I have a dark pair and this light pair as they are also very handy for wearing under full skirts on windy days, while climbing trees or doing cartwheels..
Step 1: Terminology
Omit this step if you have some sewing experience.
Right side: the side of the fabric that you will see when the garment is completed.
the side of the fabric with the most visible pattern.
Grainline or straight of grain: the lengthwise direction in the weave of the fabric. The grainline is parallel to the selvage.
The grainline on the pattern piece is indicated by a solid black line, usually with arrows on either end.
Selvage: the finished edge of the fabric.
Pins: are used to hold the two pieces of fabric together and are placed perpendicular to the seam. If you are using a regular sewing machine, sew over the pins but remove before sewing with a serger.
Fabric marker: a non-permanent method of marking fabric.
Step 2: Assemble Your Materials
Choose a pattern for a loosely fitting pair of shorts and a lightweight breathable fabric. I use a rayon lining fabric.
Ensure pins, a measuring tape, scissors and a fabric marker are conveniently located.
Step 3: Layout the Pattern Pieces
Place your fabric right sides together with the selvages even, and lay the pattern on keeping the grainlines parallel to the selvage.
Because I do not want an inseam, I have placed the pattern pieces very close to each other with the top of the inseam at the crotch almost touching.
Cut out the two pattern pieces as one piece, including all notches. I cut the back slightly higher than the front so it would not gape if I leaned forward.

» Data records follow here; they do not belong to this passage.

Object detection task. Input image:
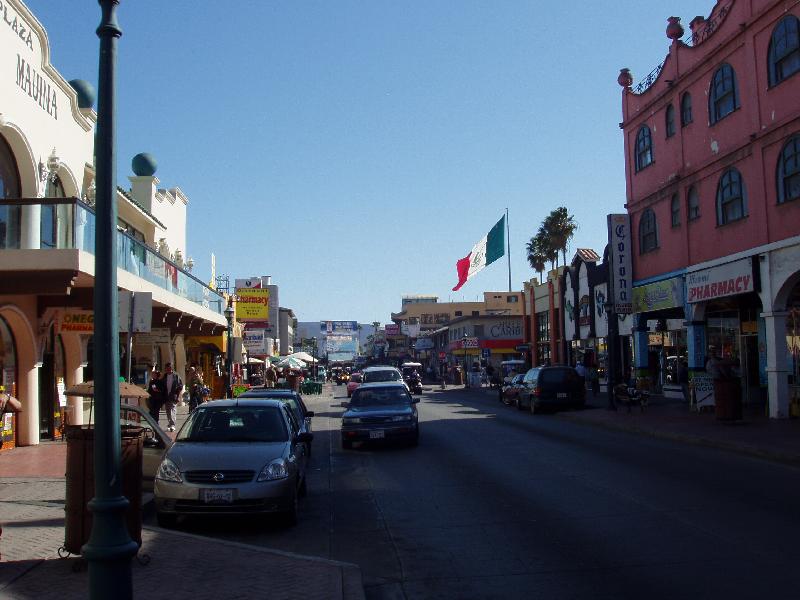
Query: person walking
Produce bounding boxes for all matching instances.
[164,363,183,431]
[147,369,165,423]
[189,365,205,412]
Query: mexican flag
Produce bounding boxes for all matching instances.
[453,215,506,292]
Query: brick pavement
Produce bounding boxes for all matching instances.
[0,398,364,600]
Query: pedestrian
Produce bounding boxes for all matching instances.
[189,365,205,412]
[678,359,691,404]
[147,369,166,423]
[589,366,600,398]
[164,363,183,431]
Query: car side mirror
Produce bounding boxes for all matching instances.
[294,431,314,444]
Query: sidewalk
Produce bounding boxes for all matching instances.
[0,398,364,600]
[460,387,800,466]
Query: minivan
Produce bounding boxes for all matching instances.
[516,366,586,412]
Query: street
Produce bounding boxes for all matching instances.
[147,386,800,599]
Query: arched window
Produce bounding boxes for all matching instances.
[708,64,739,125]
[717,168,747,225]
[681,92,692,127]
[778,135,800,204]
[0,135,21,249]
[686,186,700,221]
[664,103,675,137]
[636,125,653,171]
[768,15,800,86]
[639,208,658,254]
[669,194,681,227]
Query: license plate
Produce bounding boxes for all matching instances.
[200,488,233,504]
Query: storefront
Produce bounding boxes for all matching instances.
[0,317,18,449]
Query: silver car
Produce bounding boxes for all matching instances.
[154,398,311,527]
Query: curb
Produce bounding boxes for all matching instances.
[556,409,800,466]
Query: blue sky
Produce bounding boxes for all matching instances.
[27,0,713,322]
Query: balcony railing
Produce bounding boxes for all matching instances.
[0,198,224,314]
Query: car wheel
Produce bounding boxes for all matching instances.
[156,513,178,529]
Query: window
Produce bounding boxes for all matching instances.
[717,168,747,225]
[708,64,739,125]
[768,15,800,86]
[664,104,675,137]
[0,135,21,249]
[778,135,800,204]
[636,125,653,171]
[681,92,693,127]
[686,186,700,221]
[639,208,658,254]
[39,175,66,248]
[669,194,681,227]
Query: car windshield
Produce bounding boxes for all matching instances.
[177,406,289,442]
[363,369,400,383]
[350,388,411,408]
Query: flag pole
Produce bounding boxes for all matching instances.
[506,207,511,292]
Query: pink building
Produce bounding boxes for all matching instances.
[618,0,800,417]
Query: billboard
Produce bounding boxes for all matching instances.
[319,321,358,335]
[236,288,270,323]
[607,213,633,315]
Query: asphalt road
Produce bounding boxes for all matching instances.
[148,386,800,600]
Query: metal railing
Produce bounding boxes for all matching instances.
[633,3,732,95]
[0,198,225,314]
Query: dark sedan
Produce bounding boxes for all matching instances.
[342,382,419,449]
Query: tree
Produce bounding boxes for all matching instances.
[525,235,547,283]
[543,206,578,265]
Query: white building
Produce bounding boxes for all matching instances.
[0,0,226,447]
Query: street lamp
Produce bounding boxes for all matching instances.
[82,0,139,600]
[461,331,469,387]
[225,298,233,398]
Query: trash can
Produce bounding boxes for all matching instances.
[714,377,742,421]
[64,425,144,554]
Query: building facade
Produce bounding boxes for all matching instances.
[0,0,225,447]
[618,0,800,417]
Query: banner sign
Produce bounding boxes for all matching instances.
[686,258,755,304]
[633,277,683,313]
[242,329,268,356]
[383,323,400,335]
[58,310,94,333]
[236,288,269,322]
[608,214,633,315]
[319,321,358,335]
[414,338,433,350]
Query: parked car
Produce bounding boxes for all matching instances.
[347,372,361,398]
[500,373,525,406]
[119,404,172,492]
[516,366,586,412]
[239,388,314,456]
[154,398,311,527]
[342,381,419,449]
[361,366,403,383]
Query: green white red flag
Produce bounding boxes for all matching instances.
[453,215,506,292]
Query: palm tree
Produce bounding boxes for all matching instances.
[525,236,547,283]
[544,206,578,265]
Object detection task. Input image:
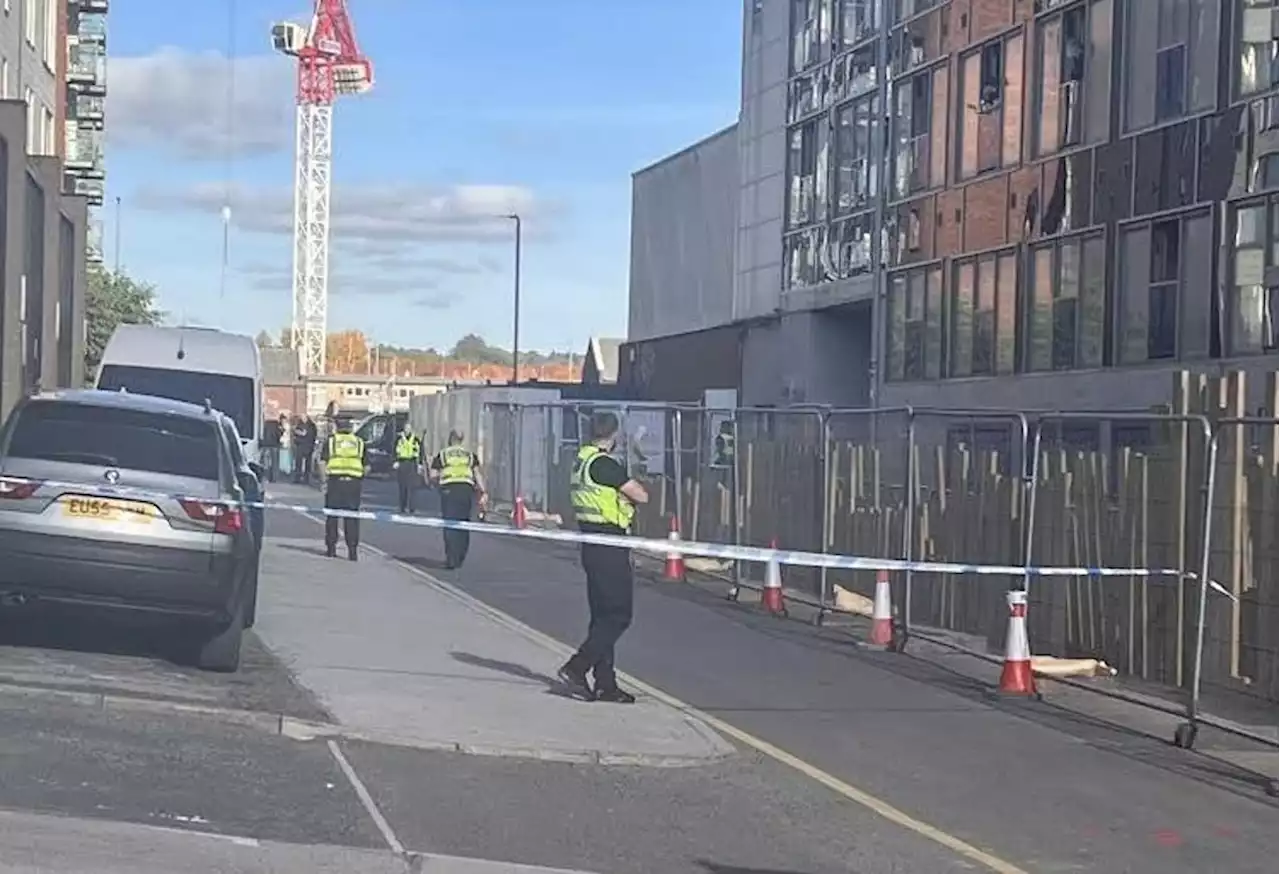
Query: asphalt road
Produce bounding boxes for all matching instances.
[293,482,1280,874]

*In this instance, I wanted to use the selvage as the hem, so I have the grainline perpendicular to the selvage.
Step 4: Mark the Back Pieces and Pin the SIde Seams
Mark the back of the pattern using a washable fabric marker or another non-permanent method. This is important if you are using a serger to finish your garment; the identifying notches will be removed when you finish the seams.
Separate the two pieces of the pattern, and pin the side seams of each piece, right sides together, using the notches to line up the pieces.
Step 5: Sew and Finish the Seams
Sew the side seams and finish the top and bottom of each of each leg.
Turn one leg inside out and place one leg inside the other so the right sides are together. Sew the center seam.
Make a casing for the elastic around the top edge by folding the top edge down the width ot the elastic, and pin in place. Sew, leaving an opening in the back to insert the elastic.
Iron the seams flat.
Step 6: Threading the Elastic Into the Casing
Choose a piece of elastic that fits, slightly stretched, around your waist with one inch extra for overlap.
Pin a safety pin into one end of the elastic. Thread it into the opening in the back of the casing. Push the pin into the casing using the safety pin to guide and pull the elastic through. Be sure to pin the opposite end of the elastic to the casing so it is not pulled inside.
Sew the two ends of the elastic together to close the loop.
Pull on the sides of the casing to distribute the elastic evenly.
Step 7: Finishing
Sew the back of the casing closed.
Sew a short seam in the middle of the elastic to keep it from twisting, stretching the elastic as you sew.
Turn up the bottom of the legs one inch and hem. Iron the hem flat.
Remove the mark indicating the back piece and wear.